Et c’est dans cette douloureuse maison – Casa – désormais muséifiée, sanctuarisée, vive mémoire conservée par Tobias Cepelowicz, par feu Alberto Dines (1932-2018) également, par bien d’autres mémorialistes encore, dernière demeure de Stefan Zweig, c’est ici même qu’il est impératif de ressaisir le rôle de Lotte, son dévouement pour aménager un foyer de perfection, un rempart contre les meurtrières imperfections qui sévissaient dehors, au loin comme à proximité (cf. pp. 252-6). C’est essentiellement la correspondance de Lotte qui raconte la dévotion de cette femme pour son époux, cette femme de vingt-sept ans de moins que Zweig, certes, mais cette femme qui ne se réduisait pas aux épuisantes banalités du quotidien : elle avait un œil constant sur les écrits de Stefan, elle les lisait comme on lirait des textes sacrés, puis, pour ne rien enlever à son faisceau de qualités supérieures, elle était polyglotte et elle se montrait souvent plus aguerrie que son écrivain de mari dans le maniement des langues. Elle a du reste vraiment cru que Stefan reprenait le chemin de la vie quand tout portait à croire qu’il s’enfonçait dans les hypogées de l’accablement. Et jusqu’au bout elle fut au service de Stefan, sans toutefois que lui ne se serve d’elle : cet inlassable renfort devait se prolonger dans la mort, dans cette mort qu’elle s’est donnée selon toute vraisemblance deux heures après – ce que même Gabriela Mistral (4), amie des Zweig et arrivée sur les lieux pendant que les deux corps étaient aux mains des agents funéraires, a remarqué eu égard au teint de peau de cette dyade de macchabées (cf. pp. 324-5).

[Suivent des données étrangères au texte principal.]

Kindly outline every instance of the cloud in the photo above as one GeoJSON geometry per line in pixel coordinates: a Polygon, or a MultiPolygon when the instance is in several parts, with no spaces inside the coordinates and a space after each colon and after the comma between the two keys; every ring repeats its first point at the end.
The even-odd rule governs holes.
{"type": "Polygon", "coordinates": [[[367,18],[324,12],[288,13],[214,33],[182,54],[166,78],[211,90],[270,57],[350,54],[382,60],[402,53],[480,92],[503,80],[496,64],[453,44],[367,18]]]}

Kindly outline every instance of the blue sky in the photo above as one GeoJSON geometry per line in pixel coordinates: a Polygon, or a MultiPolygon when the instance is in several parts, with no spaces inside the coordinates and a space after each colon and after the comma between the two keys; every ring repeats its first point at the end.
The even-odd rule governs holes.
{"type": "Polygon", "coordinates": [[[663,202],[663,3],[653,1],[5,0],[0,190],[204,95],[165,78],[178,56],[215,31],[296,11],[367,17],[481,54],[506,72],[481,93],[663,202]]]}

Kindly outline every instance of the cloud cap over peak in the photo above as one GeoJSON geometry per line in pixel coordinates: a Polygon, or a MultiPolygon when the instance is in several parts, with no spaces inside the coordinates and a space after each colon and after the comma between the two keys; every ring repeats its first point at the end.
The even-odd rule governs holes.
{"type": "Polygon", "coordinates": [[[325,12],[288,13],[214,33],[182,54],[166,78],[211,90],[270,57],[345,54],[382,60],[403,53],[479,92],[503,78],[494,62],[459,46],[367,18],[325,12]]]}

Tant de suicides – hélas ! – ont été engendrés en des têtes qu’on aurait d’emblée admises à de plus solides ferveurs, à de plus robustes racines vitales, à de plus turbulentes traces d’orgueil de vivre au-devant des fatuités lugubres, et, en cela, il y a dans la tragédie brésilienne des Zweig un peu de la tragédie espagnole de Walter Benjamin – un triste air de famille dans les armes déposées. Ce qu’il aura éventuellement manqué à ces sommités de l’esprit de finesse, c’est la finesse judaïque de la Émouna (cf. p. 291), la foi perçante des coffres visibles qui mène au trésor invisible du divin, ou, plus exactement, la capacité de distinguer parmi l’antinomie la plus terrifiante (la visibilité accrue de Satan et l’invisibilité croissante de Dieu) une issue invariable : la victoire du discret tissage de Dieu sous le lourd vêtement démoniaque recouvrant le monde. Hapax de ce riche livre de Sébastien Lapaque, il se pourrait bien que la Émouna en soit le motif central, l’enseignement définitif pour ne pas que le synopsis asphyxiant de l’Adversaire prenne trop d’ampleur par rapport aux ordonnances de Yahvé (יהוה) – le sobre donateur du Souffle (5).

Notes
(1) Éditions Actes Sud (2024).
(2) Comme Roger Nimier qualifiait Bernanos.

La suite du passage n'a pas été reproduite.